I’ve finished reading the ARC for the Secret Confessions: Down and Dusty set of short stories from Escape Publishing.  The set is a nice combination of Rural and Erotic Romance. Set in the very small town of Milpinyani Springs, (smaller even than Texas) the eight stories touch on the lives of eight very different women in need of some serious loving. Each one is written by a different Aussi or New Zealand author so there is considerable variety in story and style. They are all pretty warm and some of the language is explicit. I’ve done individual reviews on Goodreads for each of the stories.

Movies I’ve Seen

I took Mother Dearest and No.4 to see The Peanuts Movie this week. I always loved the Peanuts cartoon series as a child so I was interested to see what they did with it. I particularly liked Snoopy in his writing endeavours and his ongoing battle with The Red Baron. The story line basically followed a school year in the life of Charlie Brown and his friends. As an Aussi, this was kind of fascinating. There is also a touch of romance for Charlie Brown.
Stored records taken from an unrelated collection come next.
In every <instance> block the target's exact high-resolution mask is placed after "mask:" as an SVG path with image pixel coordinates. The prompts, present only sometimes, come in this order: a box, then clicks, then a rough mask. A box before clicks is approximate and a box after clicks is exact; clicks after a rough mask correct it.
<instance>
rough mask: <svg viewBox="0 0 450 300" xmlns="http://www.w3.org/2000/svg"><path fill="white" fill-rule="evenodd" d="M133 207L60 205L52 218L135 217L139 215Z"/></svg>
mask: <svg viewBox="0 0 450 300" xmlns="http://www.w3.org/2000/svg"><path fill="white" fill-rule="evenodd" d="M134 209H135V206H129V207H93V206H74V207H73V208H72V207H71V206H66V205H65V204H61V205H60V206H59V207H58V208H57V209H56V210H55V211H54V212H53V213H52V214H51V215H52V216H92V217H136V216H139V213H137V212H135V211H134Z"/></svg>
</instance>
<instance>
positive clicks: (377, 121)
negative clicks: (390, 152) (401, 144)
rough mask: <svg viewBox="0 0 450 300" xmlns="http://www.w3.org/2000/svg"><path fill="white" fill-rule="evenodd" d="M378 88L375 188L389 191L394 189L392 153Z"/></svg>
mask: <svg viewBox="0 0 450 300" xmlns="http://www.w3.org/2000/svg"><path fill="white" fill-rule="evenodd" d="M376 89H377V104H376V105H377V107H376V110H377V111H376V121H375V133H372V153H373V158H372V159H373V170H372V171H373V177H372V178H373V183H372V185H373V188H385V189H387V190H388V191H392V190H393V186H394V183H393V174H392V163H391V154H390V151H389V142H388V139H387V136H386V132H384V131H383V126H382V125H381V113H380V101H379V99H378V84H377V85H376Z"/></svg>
A dental trip gave me the opportunity to see a movie with No.7, my fourteen year old daughter. She picked Joy. I was curious to see it because it came highly recommended by movie aficionado and romance writer, Heidi Rice and her equally discerning sons. For a movie that wasn’t an action flick and wasn’t a romance, it kept me interested right to the end. No.7 thought it was pretty good too.

I also watched Need for Speed on television. It had a no-name cast apart from Michael Keating and was based on a video game but I enjoyed it. Now I want to write a road trip story.

What I’m Writing

I finished my Seasonal romance short which turned into a novella, The Runaway Christmas Elf, on Wattpad. They have a happy ending, but I’m thinking I might do a little epilogue for Ori and Holly when I have some time.

I had my first writing session for the year with local author Dakota Harrison. She’s working on some exciting projects at the moment. I’m finding it very motivating spending the time talking over progress and then getting into the writing. I spent the day getting up to speed on my Sekrit project. It’s a reunion novella with a musician hero and a nurse heroine set mostly in Brisbane. I’m around half way there so hoping to get it finished this month.

I’m still working on #Spymaster, the second in my Spy series begun with my SYTYCW15 entry. It’s nearly a month since I sent #Spymistress off to several publishers and into a competition. I know it’s a bit soon to expect to hear anything, holiday season and all, but I will admit to checking my emails extra carefully.

That’s about it for the moment. Thanks for dropping by.